Tongue Tied?

Feb 20, 2007 20:11

I thought I had gotten used to working with people from different religious backgrounds. I think right now I'm having trouble with people from Catholic backgrounds. I am a practicing Catholic, but sometimes non practicing Catholics can have cruder, less informed, and bigoted opinions about the church than outsiders.

One woman at my work in particular was speaking of her upcoming wedding. Her family is Catholic, but she and her fiance don't "believe in that sort of stuff." So, she started talking about how her family (in particular her Mom) doesn't like it, and how she wants her brother to go online and be ordained a temporary minister to get married so she can offend everyone in her family. Then she went on to say she didn't go to her nieces/nephews first communions because she didn't believe in "brainwashing them." Then she started bashing Catholic schools, even though she had never been to one, but she said she had heard stories from her roommates in college.

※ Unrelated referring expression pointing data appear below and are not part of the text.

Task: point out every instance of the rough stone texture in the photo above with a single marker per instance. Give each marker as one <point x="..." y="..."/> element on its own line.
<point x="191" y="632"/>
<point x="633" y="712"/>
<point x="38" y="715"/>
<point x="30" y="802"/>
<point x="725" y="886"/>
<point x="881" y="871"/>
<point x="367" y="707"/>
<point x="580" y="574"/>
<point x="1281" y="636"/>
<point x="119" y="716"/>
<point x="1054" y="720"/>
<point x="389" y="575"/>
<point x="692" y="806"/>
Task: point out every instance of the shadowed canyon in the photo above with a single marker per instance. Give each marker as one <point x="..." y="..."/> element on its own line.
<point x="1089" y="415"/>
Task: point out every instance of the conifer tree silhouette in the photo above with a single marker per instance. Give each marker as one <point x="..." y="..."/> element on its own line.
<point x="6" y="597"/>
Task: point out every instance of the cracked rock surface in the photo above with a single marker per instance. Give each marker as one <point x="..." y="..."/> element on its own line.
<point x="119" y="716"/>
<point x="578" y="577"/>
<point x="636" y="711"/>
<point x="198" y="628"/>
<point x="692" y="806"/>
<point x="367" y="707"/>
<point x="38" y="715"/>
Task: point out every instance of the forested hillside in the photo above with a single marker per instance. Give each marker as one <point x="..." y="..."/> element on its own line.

As she sits in a different section from me, and I was in my cube, I thought it would be rude to butt into the conversation to say something. I was glad when someone else said that she went to a catholic school, and there were good things about her experience.

I think Catholic schools, Catholicism, and Christianity get a bad rap. I went to a Catholic school for my entire education, and most Catholics are alot more open minded then they are portrayed to be. I never had a nun for a teacher. My high school was attached to a convent, but most of the nuns were retired. Some of them visited us, and I thought they were really nice. Mom knew a few nuns and they helped us out in times of troubles. When my dad had a heart attack and when Bill had to go to the hospital for asthma, they would bring us food to help out.

Mom went to catholic schools and lived in an orphanage for awhile growing up. There were definitely some strict nuns, but she never harbored any bad feelings about them, and in fact she felt safer with the nuns than with most of the kids she went to school with. She was born with a deformed hand, and some of the kids would call her Captain Hook.

It's funny, but the whole situation reminds me of my physics teacher in high school. He was an atheist, and he was upfront about it. But no one threatened to pull their daughter out of school because of it. He would tell us his point of view, respectfully, and with good humor - not condescendingly. In turn, he was respected (and well loved). When he first started teaching, it wasn't completely smooth. He said he naturally did not have tact, and during a meeting about wiring the nuns quarters with the internet, said that they were part of a 'cult.' He apologized for that comment though. I still laugh at him telling that story. "Well they are in a cult - they practice the same religion, live together, and wear the same clothing!" But he didn't mean it disrespectfully.